Back in September, I wrote about the surreal day that I came out of my boat half-asleep to head off to the café that I use as my office, and promptly found a tortoise just blatantly wandering along the towpath, just not giving one single fuck.
No fucks were given that day.
Anyway, yesterday I got as far as the café itself and got my laptop open when a fellow boater called David (who is also my cat’s uncle-don’t ask) appeared in front of me and said “there’s a duck having a problem.” “There’s a duck having a problem?” “Yes.” I had to reach for some words here, but finally found “what kind of problem, and why are you telling me!?”
Basically, as a locum vet nurse, I am clearly the local Pet Rescue service, and so when someone finds something furred or feathered, it generally ends up in my hands.
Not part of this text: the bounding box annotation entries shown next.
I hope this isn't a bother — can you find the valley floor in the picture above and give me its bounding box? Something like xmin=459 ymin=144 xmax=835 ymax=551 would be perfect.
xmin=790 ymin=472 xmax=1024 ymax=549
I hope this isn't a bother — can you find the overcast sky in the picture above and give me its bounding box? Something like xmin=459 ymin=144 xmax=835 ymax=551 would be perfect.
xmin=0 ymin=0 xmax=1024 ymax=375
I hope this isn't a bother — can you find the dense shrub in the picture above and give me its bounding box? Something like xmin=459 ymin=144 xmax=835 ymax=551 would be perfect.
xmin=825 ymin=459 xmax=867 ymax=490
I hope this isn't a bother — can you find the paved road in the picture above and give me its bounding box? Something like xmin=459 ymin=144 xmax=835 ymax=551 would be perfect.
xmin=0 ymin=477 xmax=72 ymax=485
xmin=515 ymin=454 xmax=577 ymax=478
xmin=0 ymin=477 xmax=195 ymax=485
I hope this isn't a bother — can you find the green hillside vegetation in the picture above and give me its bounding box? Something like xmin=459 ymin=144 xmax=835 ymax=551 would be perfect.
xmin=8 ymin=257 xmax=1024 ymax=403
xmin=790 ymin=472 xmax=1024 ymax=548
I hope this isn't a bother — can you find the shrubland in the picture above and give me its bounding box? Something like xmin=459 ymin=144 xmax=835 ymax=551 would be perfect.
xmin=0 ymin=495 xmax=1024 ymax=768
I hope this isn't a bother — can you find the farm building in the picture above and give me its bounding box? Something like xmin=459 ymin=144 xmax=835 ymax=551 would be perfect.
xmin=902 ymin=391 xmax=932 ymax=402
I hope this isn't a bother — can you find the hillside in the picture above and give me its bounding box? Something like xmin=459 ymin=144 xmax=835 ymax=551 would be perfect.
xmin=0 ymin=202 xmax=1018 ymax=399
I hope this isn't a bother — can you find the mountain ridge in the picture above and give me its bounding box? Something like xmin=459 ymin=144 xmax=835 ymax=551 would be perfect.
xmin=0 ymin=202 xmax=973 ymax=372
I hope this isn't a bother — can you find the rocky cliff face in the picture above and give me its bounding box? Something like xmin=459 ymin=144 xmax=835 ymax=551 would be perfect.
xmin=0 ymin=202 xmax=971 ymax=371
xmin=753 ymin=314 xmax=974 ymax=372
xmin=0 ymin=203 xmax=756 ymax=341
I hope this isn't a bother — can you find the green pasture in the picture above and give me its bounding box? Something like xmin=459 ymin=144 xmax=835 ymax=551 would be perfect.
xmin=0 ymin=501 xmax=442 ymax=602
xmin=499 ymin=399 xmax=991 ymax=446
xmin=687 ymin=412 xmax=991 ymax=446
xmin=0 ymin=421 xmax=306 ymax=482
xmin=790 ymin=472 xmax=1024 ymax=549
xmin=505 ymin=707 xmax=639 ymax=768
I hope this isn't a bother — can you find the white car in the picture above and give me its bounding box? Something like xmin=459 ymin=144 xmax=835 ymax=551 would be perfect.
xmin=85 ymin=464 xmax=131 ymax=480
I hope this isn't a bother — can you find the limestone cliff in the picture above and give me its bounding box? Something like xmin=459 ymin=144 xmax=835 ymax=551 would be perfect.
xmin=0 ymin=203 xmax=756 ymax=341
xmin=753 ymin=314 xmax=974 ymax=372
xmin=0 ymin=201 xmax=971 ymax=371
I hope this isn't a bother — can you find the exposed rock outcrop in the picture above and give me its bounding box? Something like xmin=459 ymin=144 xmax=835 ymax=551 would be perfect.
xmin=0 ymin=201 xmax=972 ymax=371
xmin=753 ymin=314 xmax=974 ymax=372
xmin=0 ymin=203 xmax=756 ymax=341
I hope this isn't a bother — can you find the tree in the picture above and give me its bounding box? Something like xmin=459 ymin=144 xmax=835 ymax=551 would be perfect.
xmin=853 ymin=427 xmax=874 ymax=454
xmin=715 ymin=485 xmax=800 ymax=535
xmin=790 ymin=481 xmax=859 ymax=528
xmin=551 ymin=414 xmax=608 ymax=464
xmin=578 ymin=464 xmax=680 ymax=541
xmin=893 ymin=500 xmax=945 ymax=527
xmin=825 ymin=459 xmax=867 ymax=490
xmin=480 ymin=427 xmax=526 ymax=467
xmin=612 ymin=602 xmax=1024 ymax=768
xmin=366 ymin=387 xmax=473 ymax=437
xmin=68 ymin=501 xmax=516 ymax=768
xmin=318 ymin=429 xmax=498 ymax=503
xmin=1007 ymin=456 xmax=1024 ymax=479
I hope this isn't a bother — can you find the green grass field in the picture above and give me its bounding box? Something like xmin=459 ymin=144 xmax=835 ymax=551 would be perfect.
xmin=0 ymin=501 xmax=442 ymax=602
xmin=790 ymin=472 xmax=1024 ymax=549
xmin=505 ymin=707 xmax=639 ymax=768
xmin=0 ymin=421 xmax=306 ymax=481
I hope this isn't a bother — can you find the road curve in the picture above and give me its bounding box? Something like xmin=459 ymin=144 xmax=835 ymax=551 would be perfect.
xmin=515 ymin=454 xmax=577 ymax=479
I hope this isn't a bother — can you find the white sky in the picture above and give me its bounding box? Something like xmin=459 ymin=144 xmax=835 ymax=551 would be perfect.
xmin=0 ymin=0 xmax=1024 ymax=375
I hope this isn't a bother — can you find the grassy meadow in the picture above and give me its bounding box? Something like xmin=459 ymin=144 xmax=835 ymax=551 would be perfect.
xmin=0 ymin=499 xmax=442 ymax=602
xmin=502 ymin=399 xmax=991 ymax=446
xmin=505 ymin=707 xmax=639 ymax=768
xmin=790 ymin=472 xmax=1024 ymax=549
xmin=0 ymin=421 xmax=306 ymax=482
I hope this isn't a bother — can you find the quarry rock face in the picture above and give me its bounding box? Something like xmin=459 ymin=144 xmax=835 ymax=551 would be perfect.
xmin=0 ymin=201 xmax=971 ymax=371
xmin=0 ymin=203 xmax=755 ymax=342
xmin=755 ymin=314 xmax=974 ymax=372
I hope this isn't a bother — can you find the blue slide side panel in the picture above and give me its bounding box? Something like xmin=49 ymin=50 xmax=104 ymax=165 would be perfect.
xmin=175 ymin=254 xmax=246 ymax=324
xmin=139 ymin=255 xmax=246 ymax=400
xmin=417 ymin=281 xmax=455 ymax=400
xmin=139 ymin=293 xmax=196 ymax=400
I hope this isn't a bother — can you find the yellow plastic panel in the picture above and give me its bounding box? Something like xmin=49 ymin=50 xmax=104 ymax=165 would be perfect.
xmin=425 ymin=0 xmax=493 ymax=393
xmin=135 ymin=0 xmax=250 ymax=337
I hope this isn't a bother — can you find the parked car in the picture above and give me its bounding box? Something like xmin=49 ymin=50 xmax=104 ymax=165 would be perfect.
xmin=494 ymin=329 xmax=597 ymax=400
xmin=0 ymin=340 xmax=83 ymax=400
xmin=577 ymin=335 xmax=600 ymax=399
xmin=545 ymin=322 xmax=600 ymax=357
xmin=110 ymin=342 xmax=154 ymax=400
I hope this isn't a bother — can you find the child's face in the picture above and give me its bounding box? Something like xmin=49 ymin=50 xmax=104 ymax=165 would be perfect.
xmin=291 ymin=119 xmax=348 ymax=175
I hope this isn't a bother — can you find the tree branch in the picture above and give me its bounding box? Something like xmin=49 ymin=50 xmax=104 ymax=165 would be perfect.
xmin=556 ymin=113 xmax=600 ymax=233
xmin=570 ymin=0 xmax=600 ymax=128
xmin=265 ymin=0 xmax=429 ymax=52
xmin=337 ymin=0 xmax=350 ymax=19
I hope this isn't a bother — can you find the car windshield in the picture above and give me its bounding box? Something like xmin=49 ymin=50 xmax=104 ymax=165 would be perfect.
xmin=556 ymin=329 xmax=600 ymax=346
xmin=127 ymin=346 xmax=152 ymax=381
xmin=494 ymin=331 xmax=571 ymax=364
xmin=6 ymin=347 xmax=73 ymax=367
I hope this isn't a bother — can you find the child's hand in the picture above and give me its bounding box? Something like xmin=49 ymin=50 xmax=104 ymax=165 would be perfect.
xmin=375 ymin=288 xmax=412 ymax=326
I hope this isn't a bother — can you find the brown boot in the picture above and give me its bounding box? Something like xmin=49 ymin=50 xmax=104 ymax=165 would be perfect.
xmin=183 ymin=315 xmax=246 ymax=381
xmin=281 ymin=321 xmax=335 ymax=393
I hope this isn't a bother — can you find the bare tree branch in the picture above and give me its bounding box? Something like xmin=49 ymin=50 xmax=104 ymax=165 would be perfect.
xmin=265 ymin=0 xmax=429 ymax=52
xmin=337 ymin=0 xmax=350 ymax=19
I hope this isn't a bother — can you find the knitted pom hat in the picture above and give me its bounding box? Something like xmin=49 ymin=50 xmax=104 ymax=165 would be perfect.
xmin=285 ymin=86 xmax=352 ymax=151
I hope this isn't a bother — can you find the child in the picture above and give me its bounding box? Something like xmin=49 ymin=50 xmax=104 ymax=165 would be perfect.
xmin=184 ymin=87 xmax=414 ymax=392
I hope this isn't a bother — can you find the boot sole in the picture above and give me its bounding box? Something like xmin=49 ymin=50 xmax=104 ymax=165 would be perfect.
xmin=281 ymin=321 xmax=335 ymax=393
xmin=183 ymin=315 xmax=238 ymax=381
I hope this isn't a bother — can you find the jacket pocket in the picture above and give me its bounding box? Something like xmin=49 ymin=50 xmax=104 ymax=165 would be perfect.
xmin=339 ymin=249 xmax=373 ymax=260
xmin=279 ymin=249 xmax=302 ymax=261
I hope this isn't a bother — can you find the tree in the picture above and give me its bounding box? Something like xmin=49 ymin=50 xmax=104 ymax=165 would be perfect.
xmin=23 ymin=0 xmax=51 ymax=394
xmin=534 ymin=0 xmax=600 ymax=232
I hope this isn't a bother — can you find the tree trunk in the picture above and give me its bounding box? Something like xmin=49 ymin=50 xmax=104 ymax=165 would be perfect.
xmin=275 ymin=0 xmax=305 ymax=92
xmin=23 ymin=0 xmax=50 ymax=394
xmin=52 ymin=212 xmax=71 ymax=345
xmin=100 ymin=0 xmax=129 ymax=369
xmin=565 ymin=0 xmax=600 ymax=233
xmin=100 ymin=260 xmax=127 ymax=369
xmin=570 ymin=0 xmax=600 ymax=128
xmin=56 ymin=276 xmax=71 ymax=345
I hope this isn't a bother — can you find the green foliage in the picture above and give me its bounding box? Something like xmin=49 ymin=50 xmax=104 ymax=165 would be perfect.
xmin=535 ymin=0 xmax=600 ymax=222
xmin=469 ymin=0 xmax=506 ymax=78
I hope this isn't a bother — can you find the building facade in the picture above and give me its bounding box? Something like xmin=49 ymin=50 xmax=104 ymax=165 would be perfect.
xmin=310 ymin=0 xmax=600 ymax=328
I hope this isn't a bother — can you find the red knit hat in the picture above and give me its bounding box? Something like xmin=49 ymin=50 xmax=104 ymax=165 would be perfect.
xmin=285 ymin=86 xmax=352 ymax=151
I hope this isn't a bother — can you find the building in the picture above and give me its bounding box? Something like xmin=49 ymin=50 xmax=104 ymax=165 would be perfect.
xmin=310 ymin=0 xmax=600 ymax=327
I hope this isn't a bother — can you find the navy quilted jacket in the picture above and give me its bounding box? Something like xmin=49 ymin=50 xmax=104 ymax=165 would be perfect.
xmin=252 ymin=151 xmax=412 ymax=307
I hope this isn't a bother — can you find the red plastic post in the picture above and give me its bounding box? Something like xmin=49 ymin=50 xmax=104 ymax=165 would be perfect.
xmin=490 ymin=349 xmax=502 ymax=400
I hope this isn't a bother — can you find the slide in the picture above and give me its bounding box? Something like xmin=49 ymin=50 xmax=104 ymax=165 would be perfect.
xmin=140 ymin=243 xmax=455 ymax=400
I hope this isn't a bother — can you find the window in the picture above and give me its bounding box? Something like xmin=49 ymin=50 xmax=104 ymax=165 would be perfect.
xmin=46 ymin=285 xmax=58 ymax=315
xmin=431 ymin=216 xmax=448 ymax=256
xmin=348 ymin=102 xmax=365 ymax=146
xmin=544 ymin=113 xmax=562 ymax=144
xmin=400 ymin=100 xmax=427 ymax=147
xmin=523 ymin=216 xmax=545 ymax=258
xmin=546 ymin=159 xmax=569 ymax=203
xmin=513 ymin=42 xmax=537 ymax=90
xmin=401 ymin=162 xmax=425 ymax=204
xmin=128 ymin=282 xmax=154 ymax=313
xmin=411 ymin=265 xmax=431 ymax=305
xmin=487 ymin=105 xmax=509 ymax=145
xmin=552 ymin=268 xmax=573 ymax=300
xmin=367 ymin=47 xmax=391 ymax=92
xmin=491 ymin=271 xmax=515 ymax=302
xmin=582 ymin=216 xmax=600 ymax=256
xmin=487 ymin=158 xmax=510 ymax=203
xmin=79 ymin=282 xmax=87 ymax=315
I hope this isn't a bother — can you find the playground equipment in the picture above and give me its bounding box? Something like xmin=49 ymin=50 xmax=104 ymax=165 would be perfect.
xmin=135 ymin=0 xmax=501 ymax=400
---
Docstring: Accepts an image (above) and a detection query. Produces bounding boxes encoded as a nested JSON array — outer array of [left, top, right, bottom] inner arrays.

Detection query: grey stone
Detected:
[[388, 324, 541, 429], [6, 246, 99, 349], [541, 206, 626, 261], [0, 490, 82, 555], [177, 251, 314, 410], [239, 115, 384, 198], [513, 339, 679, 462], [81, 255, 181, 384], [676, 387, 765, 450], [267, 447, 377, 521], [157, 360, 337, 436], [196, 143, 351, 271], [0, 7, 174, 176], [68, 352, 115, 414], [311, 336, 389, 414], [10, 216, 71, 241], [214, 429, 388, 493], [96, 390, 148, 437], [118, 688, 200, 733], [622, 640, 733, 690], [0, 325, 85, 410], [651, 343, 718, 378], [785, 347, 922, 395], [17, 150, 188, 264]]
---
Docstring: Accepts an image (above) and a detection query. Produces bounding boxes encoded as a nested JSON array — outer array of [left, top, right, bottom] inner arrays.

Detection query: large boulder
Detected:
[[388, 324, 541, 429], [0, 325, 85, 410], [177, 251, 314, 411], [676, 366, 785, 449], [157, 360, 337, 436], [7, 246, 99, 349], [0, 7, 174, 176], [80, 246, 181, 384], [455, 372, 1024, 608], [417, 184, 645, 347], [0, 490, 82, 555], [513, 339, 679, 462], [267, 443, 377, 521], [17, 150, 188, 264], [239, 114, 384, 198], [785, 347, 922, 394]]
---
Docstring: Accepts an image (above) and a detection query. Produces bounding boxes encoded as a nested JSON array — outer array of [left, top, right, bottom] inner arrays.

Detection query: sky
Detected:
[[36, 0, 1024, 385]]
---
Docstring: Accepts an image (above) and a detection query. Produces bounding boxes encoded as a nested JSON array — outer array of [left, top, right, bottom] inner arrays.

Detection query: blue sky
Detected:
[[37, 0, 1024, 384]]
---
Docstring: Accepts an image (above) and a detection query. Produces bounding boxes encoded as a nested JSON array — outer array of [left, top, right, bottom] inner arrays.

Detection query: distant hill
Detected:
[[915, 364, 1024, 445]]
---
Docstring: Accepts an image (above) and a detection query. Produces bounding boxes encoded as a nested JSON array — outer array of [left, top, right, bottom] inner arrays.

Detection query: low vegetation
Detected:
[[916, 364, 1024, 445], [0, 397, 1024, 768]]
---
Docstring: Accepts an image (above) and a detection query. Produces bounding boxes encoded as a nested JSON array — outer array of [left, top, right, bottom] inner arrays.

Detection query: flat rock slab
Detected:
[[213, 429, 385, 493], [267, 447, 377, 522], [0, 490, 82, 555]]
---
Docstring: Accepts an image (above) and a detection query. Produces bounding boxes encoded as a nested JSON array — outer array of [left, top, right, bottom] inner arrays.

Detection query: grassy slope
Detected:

I reluctantly followed him back to the boats-I had a metric fucktonne of work on, and FFS, it’s a duck-there isn’t a lot that you can do with wildlife, after all. I realised with some humour that this broken duck had decided to start quackering on for help right outside of the same girl’s boat that the tortoise had last time, and neither her nor me could believe our shit luck.
Anyway, something clearly was amiss with this duck, which was making a lot of noise but not moving much, and appeared to have injured a wing. This became even more evident when said duck (now named Quackula) proved incredibly easy to catch, and I instructed David on how I wanted him to hold the duck in order to restrain it comfortably while I examined it.
David is-almost a caricature of a middle-class midlife crisis, and will happily admit this. He is the kind of dude who irons his jeans and would never be caught with a five o’clock shadow, and despite really loving animals, had not signed up for on-the-fly duck restraint, and his panic was truly something wonderful to behold.
Anyway, we got the duck into my cat carrier (the self-same cat carrier that Thor the tortoise shit all over last month) and went through the whole “who wants a duck? RSPCA? RSPB? The local one-star café?” before the RSPCA asked us to take it to the local veterinary clinic on their dollar.
I cringed at this-as a veterinary nurse, I can tell you right now that there are few things clinics are less enthusiastic about than having wildlife brought in, as these things are not really within the realms of their experience, and generally, no one wants to pay for their care.
David, however, was insistent, so Quackula, he and I bailed off to the local clinic, who took it off our hands in a reasonably good-natured fashion, and returned my cat carrier to me, once more coated in shit, and bonus, piss too.
I’d lost about two hours out of my working day by this point and was already snowed, and so I was not really that over the moon when the clinic called bang in the middle of the next day (which saw me frantically trying to catch up) to ask for us to go and take it home.
I pinged David to ask him to go and get his duck, which he was happy to do, but refused to go without me, despite my protestations about generally being really busy and not actually caring all that much about the duck.
I caved and went with him, and even then was not allowed to leave him to it-David was insistent that I go with him to release it as “I am the veterinary professional.” I pointed out to him that you don’t actually require any formal qualifications to be allowed to undo the catches on a cat carrier, but David was having none of it, and finally Quackula went back into the canal and I got on with my day.
However, Quackula hasn’t actually gone far-now that she has a name and David is determinedly trying to feed her up before winter, she’s basically moved into our stretch of canal, and doesn’t look like going anywhere any time soon.
Did I mention she’s also the noisiest duck that ever did live?